AI-powered assessment of legal vulnerability for federal rules.
Live dashboard: regchallenger.streamlit.app
Federal rules routinely face court challenges, but agencies, affected industries, and public-interest groups have no fast way to estimate how a specific rule would fare if litigated. Expert legal analysis is slow and expensive, and a rule's vulnerability depends on fact-specific details (the reviewing circuit, the doctrinal era, the agency's statutory authority, and the pattern of outcomes in analogous historical challenges) that are hard to weigh consistently by hand.
RegChallenger is a dashboard that, given any final rule published in the Federal Register, produces a structured vulnerability assessment grounded in historical analogs. The pipeline:
- Retrieves the 15 most similar historical rulemaking challenges from a curated reference set of 395 challenged rulemakings (FY 2008–2026), using hybrid dense-embedding + categorical similarity.
- Reranks those candidates with Claude by legal relevance — doctrinal fit, reviewing circuit, current doctrine regime, outcome informativeness.
- Predicts vulnerability (
Highly/Moderately/Minimally Vulnerable) with a two-sided assessment: factors exposing the rule and factors favoring its survival, each cited to specific analog cases. - Explains historical outcomes when the selected rule has already been challenged — synthesizing the opinion text, doctrinal era, and political moment.
Leave-one-out validation on 20 stratified cases (10 upheld / 10 struck down) shows 75% directional accuracy when the tool commits to a High or Low rating (100% precision on High calls). See DEVELOPMENT_LOG.md for details.
- Streamlit — web UI
- Anthropic Claude (Sonnet) — LLM reranker and vulnerability assessor
- sentence-transformers (
all-mpnet-base-v2) — 768-dim dense embeddings - Federal Register API — live rule search
- CourtListener — source of historical court opinions (upstream)
- pandas / numpy — data handling
- plotly — visualizations
Open regchallenger.streamlit.app. No setup required.

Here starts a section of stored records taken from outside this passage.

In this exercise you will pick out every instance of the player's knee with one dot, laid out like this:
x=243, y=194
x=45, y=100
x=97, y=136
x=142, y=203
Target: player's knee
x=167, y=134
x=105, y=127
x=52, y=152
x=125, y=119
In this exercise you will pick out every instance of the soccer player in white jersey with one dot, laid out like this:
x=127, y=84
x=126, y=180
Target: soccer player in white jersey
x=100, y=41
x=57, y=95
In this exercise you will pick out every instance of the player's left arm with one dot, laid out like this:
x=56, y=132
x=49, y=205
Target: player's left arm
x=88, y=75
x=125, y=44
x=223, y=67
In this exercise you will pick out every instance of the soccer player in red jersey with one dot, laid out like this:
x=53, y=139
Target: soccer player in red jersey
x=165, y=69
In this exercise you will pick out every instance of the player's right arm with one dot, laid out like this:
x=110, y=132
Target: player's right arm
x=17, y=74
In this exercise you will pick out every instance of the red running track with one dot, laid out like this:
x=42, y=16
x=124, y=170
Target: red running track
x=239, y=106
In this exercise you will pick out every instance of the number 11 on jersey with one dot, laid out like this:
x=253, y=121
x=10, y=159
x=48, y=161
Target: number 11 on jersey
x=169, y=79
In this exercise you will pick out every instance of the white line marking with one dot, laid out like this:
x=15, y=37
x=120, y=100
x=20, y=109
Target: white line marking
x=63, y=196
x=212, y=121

git clone https://github.com/H-Hirsch/RegChallenger.git
cd RegChallenger
pip install -r requirements.txt
echo "ANTHROPIC_API_KEY=sk-ant-..." > .env # paste your Anthropic API key
streamlit run src/app.pyOpens at http://localhost:8501. First run generates the embeddings cache (~20 seconds); subsequent runs are instant.

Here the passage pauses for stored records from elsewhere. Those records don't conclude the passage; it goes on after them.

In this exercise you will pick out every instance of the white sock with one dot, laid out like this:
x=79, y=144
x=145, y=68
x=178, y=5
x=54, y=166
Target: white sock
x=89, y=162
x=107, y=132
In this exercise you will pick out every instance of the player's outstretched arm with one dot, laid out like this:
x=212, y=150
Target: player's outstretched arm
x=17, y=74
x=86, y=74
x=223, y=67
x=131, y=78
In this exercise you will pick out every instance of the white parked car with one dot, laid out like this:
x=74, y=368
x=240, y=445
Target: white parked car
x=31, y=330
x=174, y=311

Requires an Anthropic API key (Claude). The dashboard gracefully degrades without one — similarity search and historical lookups still work; AI predictions and narrative explanations are disabled.
RegChallenger/
├── README.md
├── requirements.txt # Dashboard dependencies
├── src/ # Source code
│ ├── app.py # Streamlit entry point
│ └── utils/ # Data loading, embeddings, prediction, FR API
├── data/ # Dataset (CSVs + opinion texts)
└── DEVELOPMENT_LOG.md
- 395 rulemaking challenges — federal rules that went to a published circuit-court opinion, enriched with Federal Register metadata (agency, CFR references, publication date, abstract, topics, significance flag).
- 7,773 matched appellate cases in the broader corpus (the rulemaking challenges are the subset Claude classified as RULEMAKING and that successfully matched a Federal Register rule).

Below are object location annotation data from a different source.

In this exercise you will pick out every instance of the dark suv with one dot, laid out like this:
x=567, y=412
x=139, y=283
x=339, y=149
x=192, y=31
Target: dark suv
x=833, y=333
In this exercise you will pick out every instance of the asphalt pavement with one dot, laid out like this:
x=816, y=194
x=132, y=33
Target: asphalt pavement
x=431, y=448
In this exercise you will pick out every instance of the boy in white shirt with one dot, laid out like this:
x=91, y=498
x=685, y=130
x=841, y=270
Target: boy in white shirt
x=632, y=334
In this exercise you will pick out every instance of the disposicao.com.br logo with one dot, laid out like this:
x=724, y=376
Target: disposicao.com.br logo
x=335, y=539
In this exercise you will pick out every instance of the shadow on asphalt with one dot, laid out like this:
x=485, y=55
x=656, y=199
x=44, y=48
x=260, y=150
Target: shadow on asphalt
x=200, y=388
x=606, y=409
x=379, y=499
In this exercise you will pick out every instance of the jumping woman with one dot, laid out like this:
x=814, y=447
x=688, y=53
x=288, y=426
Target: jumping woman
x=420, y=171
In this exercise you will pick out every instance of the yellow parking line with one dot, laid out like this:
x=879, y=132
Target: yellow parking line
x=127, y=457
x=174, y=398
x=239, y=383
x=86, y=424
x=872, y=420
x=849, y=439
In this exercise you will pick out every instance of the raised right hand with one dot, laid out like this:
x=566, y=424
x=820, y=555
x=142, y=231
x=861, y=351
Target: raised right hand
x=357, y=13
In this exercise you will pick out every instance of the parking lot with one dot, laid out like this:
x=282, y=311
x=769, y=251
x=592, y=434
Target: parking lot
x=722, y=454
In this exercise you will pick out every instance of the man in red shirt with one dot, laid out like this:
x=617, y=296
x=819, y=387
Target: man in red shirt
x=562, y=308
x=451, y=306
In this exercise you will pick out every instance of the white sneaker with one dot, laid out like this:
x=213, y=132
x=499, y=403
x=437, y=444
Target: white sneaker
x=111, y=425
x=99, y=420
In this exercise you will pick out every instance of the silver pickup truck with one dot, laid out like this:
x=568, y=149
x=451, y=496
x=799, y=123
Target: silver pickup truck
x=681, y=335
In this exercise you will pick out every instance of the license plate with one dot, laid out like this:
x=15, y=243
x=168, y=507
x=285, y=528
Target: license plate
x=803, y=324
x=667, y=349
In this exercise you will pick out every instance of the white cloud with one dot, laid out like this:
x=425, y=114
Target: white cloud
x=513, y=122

- Outcome distribution: 46.6% Upheld, 24.1% Struck Down, 18.5% Mixed, 10.9% Dismissed/Other.
- Coverage: FY 2008–2026, all circuits.
- Opinion text for each case is in
data/opinions/.
The upstream data pipeline used to build this dataset (FJC IDB matching → CourtListener opinion fetch → Federal Register enrichment) is maintained privately. The processed outputs used by the dashboard are included in data/.
- Leave-one-out validation is optimistic (the tool was designed around this dataset).
- Reference set only contains rules that were actually challenged — unchallenged rules aren't represented, which biases retrieval toward controversial regulatory domains.
- Multi-agency joint rulemakings in the historical corpus carry only the primary agency; query-side handling of joint agencies was added but the corpus side is unchanged.
- CourtListener coverage gaps result in a ~42% match rate for pre-2015 cases; more recent cases match at 50–60%.
- FERC and FCC cases citing internal order numbers rather than FR page citations are underrepresented.
- Tool output is an analytical aid, not a legal opinion.